Xiao uses this approach to extract the ultrathin layers exfoliated from beautiful semiconductor crystals grown at ORNL such as molybdenum disulfide and gallium selenide. When the crystals are reduced to flakes, they are considered 2-D and can be stacked, rotated, doped (with another element inserted into its crystal structure), and otherwise manipulated to produce new materials with different properties.

“Although using the top-down Scotch tape method is an easy way to make high-quality 2-D nanomaterials for fundamental research, it is hard to control the layer number and size,” Xiao said. “Also, it is nearly impossible to align the atoms precisely, so we need to try and grow the layers epitaxially one on top of another.”

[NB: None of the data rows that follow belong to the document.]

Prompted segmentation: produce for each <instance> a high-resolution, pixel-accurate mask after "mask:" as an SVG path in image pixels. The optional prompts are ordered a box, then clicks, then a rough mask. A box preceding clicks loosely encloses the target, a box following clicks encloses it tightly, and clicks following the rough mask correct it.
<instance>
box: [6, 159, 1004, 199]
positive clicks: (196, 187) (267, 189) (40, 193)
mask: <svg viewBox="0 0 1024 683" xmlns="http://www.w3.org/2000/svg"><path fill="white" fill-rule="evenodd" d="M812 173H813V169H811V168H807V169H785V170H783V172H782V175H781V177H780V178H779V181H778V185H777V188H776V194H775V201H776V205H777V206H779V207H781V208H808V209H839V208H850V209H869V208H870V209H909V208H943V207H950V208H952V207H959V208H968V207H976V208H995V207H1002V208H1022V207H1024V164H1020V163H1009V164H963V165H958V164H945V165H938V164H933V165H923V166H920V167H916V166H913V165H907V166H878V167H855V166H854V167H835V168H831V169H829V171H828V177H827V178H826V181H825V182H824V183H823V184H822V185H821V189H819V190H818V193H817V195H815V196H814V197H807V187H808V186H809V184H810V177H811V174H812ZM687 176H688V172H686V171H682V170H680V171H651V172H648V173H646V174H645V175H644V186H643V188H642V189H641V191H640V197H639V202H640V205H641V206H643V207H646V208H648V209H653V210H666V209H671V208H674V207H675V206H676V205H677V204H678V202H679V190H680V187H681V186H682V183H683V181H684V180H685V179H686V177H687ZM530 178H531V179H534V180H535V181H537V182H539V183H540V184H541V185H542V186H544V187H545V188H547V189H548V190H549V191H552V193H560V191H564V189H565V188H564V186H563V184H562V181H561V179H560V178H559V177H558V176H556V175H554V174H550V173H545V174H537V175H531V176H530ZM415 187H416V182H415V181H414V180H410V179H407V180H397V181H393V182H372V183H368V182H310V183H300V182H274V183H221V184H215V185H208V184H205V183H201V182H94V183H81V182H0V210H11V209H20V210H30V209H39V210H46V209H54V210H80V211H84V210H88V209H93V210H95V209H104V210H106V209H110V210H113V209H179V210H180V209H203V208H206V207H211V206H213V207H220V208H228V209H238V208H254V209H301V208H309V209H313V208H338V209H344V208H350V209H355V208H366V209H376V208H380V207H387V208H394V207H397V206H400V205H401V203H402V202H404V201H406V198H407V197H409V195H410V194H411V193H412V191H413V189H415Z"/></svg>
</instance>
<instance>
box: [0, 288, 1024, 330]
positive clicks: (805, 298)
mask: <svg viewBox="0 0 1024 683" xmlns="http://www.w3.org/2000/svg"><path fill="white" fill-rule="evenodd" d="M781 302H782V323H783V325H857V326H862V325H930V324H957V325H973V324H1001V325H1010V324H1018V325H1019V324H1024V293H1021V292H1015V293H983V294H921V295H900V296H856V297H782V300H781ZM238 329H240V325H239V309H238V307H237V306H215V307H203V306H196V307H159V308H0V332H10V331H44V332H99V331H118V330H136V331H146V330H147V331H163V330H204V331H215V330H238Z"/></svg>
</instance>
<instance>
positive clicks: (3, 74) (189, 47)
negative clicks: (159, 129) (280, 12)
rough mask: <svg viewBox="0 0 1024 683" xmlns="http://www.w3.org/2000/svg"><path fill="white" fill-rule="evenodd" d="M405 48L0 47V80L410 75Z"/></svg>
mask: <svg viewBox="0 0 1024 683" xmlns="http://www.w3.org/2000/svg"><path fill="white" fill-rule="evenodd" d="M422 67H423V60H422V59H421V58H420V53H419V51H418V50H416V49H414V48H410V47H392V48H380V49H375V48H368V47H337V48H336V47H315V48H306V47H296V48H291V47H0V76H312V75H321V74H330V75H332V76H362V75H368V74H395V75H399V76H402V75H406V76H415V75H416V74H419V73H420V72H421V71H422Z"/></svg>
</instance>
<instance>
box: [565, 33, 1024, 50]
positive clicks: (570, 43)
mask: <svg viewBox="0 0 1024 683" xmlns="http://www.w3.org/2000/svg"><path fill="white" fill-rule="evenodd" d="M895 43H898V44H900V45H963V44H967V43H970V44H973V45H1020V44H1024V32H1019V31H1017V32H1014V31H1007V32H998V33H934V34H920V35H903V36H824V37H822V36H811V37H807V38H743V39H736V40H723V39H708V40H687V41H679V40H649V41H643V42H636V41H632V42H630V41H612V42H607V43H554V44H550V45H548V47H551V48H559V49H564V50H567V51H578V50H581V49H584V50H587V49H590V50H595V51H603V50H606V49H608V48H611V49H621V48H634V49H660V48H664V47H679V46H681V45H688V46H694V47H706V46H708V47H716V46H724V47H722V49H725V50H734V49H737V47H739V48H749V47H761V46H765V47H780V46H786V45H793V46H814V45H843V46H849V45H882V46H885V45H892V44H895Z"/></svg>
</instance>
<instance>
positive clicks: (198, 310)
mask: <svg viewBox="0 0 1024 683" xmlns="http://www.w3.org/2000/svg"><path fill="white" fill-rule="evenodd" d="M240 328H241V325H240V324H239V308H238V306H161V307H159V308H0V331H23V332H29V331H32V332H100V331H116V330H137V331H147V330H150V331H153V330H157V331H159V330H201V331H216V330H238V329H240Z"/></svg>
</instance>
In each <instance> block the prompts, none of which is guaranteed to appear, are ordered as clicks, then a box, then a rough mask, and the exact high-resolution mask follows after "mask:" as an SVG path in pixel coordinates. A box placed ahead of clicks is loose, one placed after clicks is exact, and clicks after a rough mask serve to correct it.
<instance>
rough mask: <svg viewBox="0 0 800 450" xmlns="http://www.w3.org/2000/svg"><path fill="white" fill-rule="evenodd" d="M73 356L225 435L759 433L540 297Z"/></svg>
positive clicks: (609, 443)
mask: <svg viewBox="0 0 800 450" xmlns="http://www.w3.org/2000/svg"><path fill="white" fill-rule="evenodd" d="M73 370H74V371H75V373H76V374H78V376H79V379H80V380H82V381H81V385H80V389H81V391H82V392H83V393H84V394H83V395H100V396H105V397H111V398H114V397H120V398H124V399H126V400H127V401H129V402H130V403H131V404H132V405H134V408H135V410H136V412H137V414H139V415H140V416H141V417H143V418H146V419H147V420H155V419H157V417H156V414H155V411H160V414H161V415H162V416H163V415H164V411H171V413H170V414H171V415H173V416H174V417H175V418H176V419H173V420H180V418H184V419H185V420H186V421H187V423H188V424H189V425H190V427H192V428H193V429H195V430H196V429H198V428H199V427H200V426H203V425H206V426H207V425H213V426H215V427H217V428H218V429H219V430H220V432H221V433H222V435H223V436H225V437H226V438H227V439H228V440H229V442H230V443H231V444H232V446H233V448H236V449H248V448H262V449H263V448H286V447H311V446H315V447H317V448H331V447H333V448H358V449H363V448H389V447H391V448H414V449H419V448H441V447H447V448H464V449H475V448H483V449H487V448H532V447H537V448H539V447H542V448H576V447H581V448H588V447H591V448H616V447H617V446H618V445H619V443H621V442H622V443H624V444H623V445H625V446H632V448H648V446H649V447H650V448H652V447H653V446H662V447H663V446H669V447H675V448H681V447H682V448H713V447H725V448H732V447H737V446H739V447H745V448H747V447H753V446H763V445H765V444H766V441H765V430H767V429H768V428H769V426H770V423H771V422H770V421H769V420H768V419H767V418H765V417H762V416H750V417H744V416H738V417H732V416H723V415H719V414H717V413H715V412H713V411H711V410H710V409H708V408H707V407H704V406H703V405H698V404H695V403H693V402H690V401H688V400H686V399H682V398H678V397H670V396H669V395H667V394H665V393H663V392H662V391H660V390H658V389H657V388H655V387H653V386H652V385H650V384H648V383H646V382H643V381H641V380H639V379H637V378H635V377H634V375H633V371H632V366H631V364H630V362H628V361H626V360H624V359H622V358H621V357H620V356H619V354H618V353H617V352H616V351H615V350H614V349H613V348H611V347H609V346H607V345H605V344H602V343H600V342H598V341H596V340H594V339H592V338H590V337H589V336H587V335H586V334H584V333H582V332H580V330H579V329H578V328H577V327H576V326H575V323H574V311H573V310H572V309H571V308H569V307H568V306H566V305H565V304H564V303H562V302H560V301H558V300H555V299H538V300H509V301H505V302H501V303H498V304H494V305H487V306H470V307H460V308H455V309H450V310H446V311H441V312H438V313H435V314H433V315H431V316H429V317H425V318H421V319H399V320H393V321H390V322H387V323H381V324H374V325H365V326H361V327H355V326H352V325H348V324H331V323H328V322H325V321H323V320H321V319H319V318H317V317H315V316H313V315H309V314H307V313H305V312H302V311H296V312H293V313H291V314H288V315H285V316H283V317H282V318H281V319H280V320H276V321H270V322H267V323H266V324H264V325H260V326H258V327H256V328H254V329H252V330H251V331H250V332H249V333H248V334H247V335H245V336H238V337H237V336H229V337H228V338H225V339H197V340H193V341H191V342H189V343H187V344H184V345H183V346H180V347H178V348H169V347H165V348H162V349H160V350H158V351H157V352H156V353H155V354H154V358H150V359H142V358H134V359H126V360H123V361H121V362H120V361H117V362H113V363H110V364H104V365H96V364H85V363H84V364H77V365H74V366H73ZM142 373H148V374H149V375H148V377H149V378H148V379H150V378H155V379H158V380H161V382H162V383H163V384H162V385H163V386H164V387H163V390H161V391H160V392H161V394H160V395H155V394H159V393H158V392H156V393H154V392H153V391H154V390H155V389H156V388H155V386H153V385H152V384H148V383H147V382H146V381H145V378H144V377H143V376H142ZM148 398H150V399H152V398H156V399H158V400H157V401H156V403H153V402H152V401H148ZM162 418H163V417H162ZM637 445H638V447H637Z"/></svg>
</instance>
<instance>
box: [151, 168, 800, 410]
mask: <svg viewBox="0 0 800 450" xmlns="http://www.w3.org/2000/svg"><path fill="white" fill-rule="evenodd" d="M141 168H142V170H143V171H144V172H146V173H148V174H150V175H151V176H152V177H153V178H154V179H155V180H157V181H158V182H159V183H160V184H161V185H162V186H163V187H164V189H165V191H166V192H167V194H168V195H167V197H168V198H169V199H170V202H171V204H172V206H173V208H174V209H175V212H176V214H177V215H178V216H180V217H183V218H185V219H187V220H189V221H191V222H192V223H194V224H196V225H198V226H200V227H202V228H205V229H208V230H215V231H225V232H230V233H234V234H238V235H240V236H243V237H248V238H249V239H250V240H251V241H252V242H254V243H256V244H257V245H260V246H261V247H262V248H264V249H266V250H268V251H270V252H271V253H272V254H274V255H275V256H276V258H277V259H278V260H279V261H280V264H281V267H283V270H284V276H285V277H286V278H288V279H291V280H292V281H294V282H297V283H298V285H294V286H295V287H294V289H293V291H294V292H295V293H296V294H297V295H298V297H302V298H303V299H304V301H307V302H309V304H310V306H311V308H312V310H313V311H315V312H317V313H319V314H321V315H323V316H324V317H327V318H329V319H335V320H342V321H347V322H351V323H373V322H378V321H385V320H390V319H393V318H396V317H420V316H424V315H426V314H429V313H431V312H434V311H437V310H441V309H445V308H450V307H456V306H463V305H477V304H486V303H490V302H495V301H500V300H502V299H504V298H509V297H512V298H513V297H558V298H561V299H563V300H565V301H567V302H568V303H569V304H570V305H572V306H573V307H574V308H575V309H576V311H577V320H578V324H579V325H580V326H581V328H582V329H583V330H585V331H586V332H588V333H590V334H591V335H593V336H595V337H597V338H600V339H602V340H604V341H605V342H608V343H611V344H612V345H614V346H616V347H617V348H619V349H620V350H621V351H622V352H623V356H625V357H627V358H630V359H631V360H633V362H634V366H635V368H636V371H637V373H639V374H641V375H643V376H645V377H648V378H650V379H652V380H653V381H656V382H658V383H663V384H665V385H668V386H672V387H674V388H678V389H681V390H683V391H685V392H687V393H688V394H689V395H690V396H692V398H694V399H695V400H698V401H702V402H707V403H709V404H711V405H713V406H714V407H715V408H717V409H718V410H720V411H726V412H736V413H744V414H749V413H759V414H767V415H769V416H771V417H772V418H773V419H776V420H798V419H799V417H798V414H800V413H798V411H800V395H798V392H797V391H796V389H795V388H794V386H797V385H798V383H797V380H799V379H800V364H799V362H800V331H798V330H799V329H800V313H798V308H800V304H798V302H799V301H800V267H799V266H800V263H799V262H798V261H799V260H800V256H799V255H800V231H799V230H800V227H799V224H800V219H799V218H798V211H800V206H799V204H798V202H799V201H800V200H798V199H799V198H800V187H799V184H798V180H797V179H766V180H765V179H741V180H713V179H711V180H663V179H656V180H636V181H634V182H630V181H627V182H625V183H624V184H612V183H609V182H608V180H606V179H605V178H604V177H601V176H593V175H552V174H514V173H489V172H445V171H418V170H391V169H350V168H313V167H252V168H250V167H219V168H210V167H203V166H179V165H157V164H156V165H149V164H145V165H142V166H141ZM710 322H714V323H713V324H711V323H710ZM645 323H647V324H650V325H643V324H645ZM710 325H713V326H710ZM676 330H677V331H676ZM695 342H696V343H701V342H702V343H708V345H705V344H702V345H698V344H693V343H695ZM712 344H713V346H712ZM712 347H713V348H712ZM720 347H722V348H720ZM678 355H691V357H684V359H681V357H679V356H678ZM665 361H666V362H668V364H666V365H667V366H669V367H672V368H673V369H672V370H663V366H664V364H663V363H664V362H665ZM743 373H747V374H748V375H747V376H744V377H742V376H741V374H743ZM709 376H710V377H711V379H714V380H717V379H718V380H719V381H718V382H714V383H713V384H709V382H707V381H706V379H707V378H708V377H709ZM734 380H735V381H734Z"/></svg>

As a result, Geohegan and Xiao’s team explores a variety of high-tech methods such as chemical vapor deposition or pulsed laser deposition to directly grow the 2-D crystals in a controlled manner. This bottom-up approach ensures materials with consistent thickness, comparable to the way conventional semiconductors are grown. These scalable techniques promise to grow large-area 2-D crystals for future research and, eventually, in

commercial applications.

Using a suite of powerful scanning tools, ultrathin layers are “read” and mapped as sensors scan the surface to reveal the individual atoms in the layers like stars in a honeycomb galaxy, the heavier atoms a bit brighter than the others. The resulting latticework of molecules takes on shapes and structures unique to the materials’ particular properties.

ORNL microscopists on the CNMS team, including JuanCarlos Idrobo Tapia and An-Ping Li, measure the electronic properties of the layers with atomic resolution, which provides CNMS team theorists including Bobby Sumpter, Liangbo Liang and Mina Yoon a roadmap of the electronic interactions between the atoms in the 2-D galaxy to guide their computations.

By bridging the gap from atoms to real devices, the team is able to explain why different 2-D material combinations would be successful or not for new technology and to predict the next step.

“How these layers react and change when subjected to various stimulations—like light or electrons—tells us about a material's characteristics and behavior,” Xiao said. “It leads us to question what’s there and what’s missing and how can we use that information to our advantage when creating new materials.”

ORNL’s work in 2-D nanomaterials has been described in many high-impact science journals, garnering recognition across the global physics community. Hopefully, as these materials find application, the pathway to commercialization will happen at the speed of nanotechnology.